Eigentlich sind Brutus nur auf der Durchreise zum Reeperbahnfestival in Hamburg, das an diesem Wochenende stattfindet – doch die kleine Bühne im Keller des Béi Chéz Heinz ist für die Belgier Grund genug, für eine exklusive Clubshow in Hannover. Gemeinsam mit der Bielefelder Band Soonago sorgen die belgischen Progressive-Rock-Virtuosen dafür, dass sich diese kalte Septembernacht ein bisschen wärmer anfühlt.

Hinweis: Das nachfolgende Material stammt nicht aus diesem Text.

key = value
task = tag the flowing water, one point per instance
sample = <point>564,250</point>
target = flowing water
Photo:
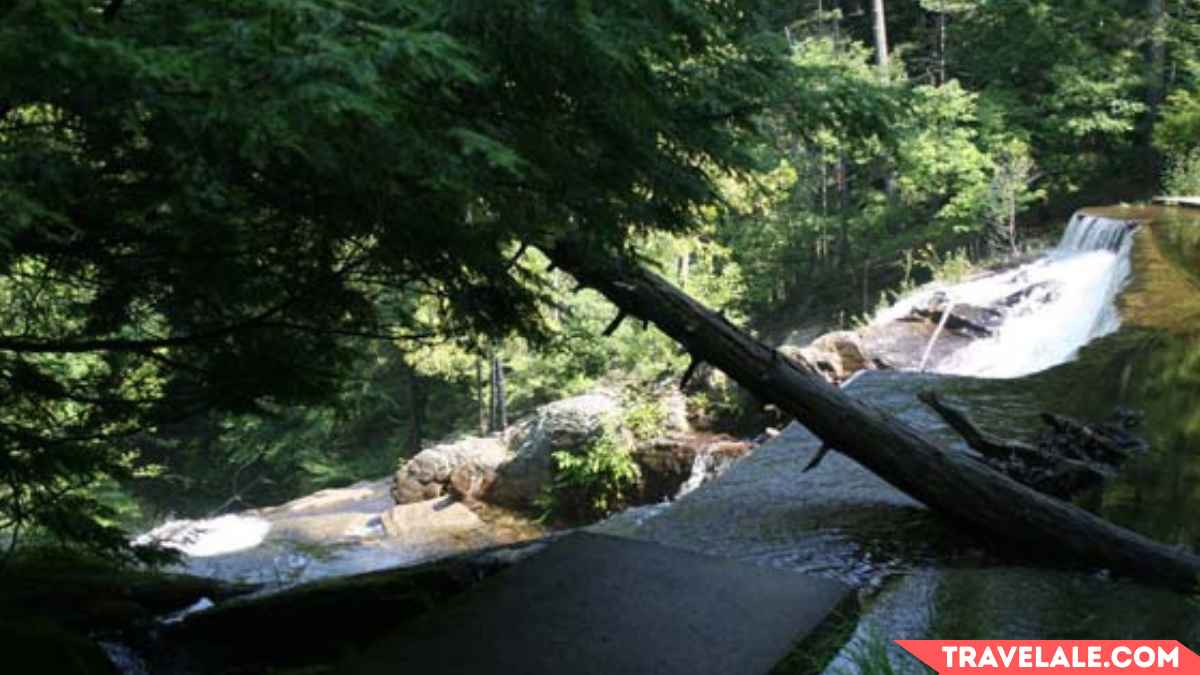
<point>1114,318</point>
<point>1051,306</point>
<point>1122,328</point>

„Bass, Gitarre, Drums und der Gesang von Stefanie Mannaerts verdichten sich zu einem vielschichtigen Klangteppich und breiten sich aus – in jeden Winkel des Herzens.“
Düsterer Progressive-Nachwuchs
Um das Publikum auf Brutus einzustimmen, sind die Bielefelder von Soonago eine nahezu perfekte Wahl. Auch wenn es bisher an großer Bekanntheit mangelt, ist ihr instrumenteller Progressive-Rock alles andere als unauffällig. Das Quartett spielt sich schnell warm und der glasklare Sound trägt sein Übriges dazu bei, dass sich die Stimmung schnell aufheizt. „Guten Abend, wir sind Soonago. Viel Spaß beim Zuhören!“ begrüßt Bassist Simon Kohler die Hannoveraner. Das Songkonzept der Bielefelder ist so einfach, wie genial: Denn in ihre 40 Minuten Spielzeit passen exakt fünf Lieder. Eins vielschichtiger, verworrener und sphärischer als das andere. Mal mit härteren Parts, in denen Gitarre und Drums dominieren, mal melancholisch. „Habt ihr noch Bock?“, fragt Kohler nach. „Allright, letzter Song. Er ist so neu, dass wir es noch nicht geschafft haben, das Licht zu programmieren. Also konzentriert Euch bitte nur auf die Musik“. Mit schummrig grüner Beleuchtung geht es weiter: Der neue Song weist deutlich mehr Post-Metal-Elemente als das bisher Gehörte auf. Als die letzten Töne verklingen, bricht das bereits gut gefüllte Heinz in Beifall aus.
Bildergalerie: Soonago
Eine Schublade reicht hier nicht aus
Brutus sind alles andere als gewöhnlich. An der Spitze des Trios steht eine starke Frau, Sängerin und Drummerin Stefanie Mannaerts. Auch musikalisch lassen sich die Belgier in keine Schublade stecken – Progressive Rock, Punk, Hardcore-Beats, Post-Rock und metallische Klänge verschmelzen mit einem Hauch von Popmusik. Das Ergebnis klingt wie ein eigensinniger Mix aus den Cranberries, Subways und Björk. Genau wie auf ihrer zweiten Platte „Nest“ eröffnet das energiegeladene Stück „Fire“ die Setlist. Diese stellt sich als gelungener Mix aus den beiden LPs heraus, in dem sowohl Platz für treibende wie auch für ruhige Stücke ist. Besonders in punklastigen Stücken wie „Drive“ kommt das angenehm Kratzige in der Stimme der Drummerin und Sängerin hervor.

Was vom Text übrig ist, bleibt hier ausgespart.